O zamandan beri köylülerim ona verdikleri adı "bomba kabuğu"ndan "köy gongu"na çevirdiler çünkü daha anlamlı bir misyonu var. Masum gözlerle ona baktım ve "Neden bomba kabuğunu hurdacıya satıp para kazanmıyorsunuz?" diye sordum, sevgiyle "Hatıra olarak saklanması gerekiyor, büyüdüğünde anlayacaksın" dedi. Ne zaman yanından geçme fırsatımız olsa, hayranlıkla bakmak, dokunmak ve birbirimizi gongu çalmaya davet etmek için toplanırdık. Masum ve coşkulu çocuklar küçük odun parçaları bulup etrafa dağıtır, çınlayan ses sağır ediciydi ama etrafta yiyecek arayan tavukları ürkütmeye yetiyordu.
Sonradan, bombanın savaştan kalma bir kalıntı olduğunu fark ettim. Eğer bomba gürültülü bir gong olmasaydı, sonsuza dek sessiz bir sessizlik olarak kalacak, uzaklarda bir yerlerde kaybolacaktı.
Bazen dedemin, memleketimizin kooperatif modeliyle ekonomik ürünler ürettiği eski dönemlere dair hikâyelerini dinlerim. Gongun sesi, herkesin işe zamanında gitmesi için işaret veren tanıdık, samimi bir sesti. Telaşlı ve telaşlı gongdan sonra, sokaklarda telaşlı ayak sesleri yankılanırdı.
Yıllar geçtikçe gong sesi giderek azaldı, kooperatifte işe gitme zamanının geldiğini haber veren ses sadece yaşlıların hafızasında kaldı.
Kırsalda geçirdiğim birkaç günlük tatilde, köyü ve bahçeleri ziyaret etme fırsatını değerlendirdim. Çiseleyen yağmurda, kadim Than Mat ağacının yanından geçtim, hüzünlü çan hâlâ oradaydı. Than Mat, bu mevsimde bembeyaz çiçeklerle durmaksızın açıyor ve sevgili küçük köyümün bir köşesine tatlı bir koku yayıyor.
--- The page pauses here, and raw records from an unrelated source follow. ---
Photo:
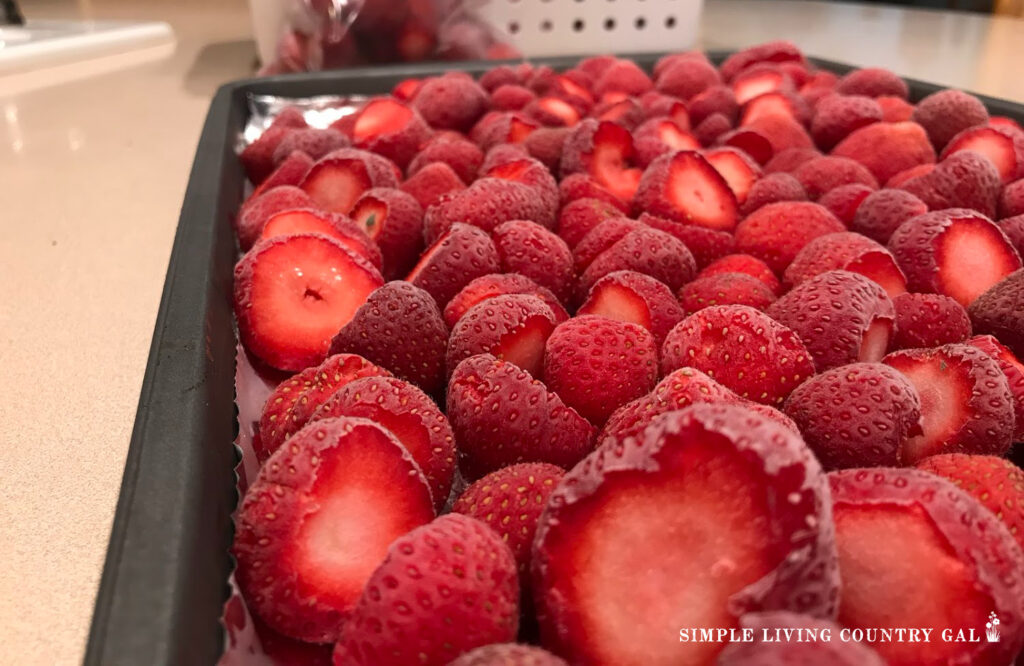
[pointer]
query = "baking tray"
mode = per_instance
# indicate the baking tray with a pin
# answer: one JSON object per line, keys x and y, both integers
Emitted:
{"x": 165, "y": 577}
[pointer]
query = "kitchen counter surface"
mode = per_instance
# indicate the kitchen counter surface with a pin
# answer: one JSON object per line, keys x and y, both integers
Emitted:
{"x": 92, "y": 172}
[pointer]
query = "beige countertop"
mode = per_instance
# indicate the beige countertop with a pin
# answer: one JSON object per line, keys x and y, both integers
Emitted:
{"x": 92, "y": 173}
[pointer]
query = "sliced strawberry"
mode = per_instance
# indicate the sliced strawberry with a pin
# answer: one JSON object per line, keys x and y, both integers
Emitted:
{"x": 502, "y": 416}
{"x": 911, "y": 541}
{"x": 684, "y": 186}
{"x": 965, "y": 401}
{"x": 954, "y": 252}
{"x": 717, "y": 489}
{"x": 292, "y": 293}
{"x": 342, "y": 486}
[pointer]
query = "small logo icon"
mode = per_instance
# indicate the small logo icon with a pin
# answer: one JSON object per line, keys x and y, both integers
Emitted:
{"x": 992, "y": 628}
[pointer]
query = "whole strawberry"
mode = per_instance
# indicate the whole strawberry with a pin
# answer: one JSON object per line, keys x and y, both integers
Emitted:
{"x": 443, "y": 589}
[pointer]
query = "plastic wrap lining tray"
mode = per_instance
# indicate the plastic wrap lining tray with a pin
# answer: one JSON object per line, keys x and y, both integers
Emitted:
{"x": 165, "y": 578}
Bu sabah gong çaldığında çok duygulandım. Sanki en derin düşüncelerimi uyandırmıştı. Köy yolunda insanlar kamu hizmeti yapmak için çapa ve kürek taşıyor, kaynak tarlalarına su getirmek için kanallar kazıyorlardı. Babam, günümüzde iletişim araçlarının daha hızlı ve etkili olduğunu, ancak gong'un hâlâ kendine özgü bir hikâyesi olduğunu ve köylülerin de atalarının değer verdiği gibi onu koruduğunu söyledi.
Gong sesi duyulduktan sonra, ağaç tepelerindeki kuş sürüsü irkildi ve hızla kanatlarını çırparak havaya uçtular; minik kanatları daireler çizip sonra huzurlu yapraklara geri dönerek cıvıldadılar. Gongu duyunca büyükannemi, çocukluğumda gongu duyup hızla sebze topladığım, temiz bir yemek hazırladığım, böylece ailemin akşam yemeğine yetişip toplantılara gidebildiği öğleden sonralarını hatırladım. Ah, köy gongu, anıların sesleri içimde yankılandı.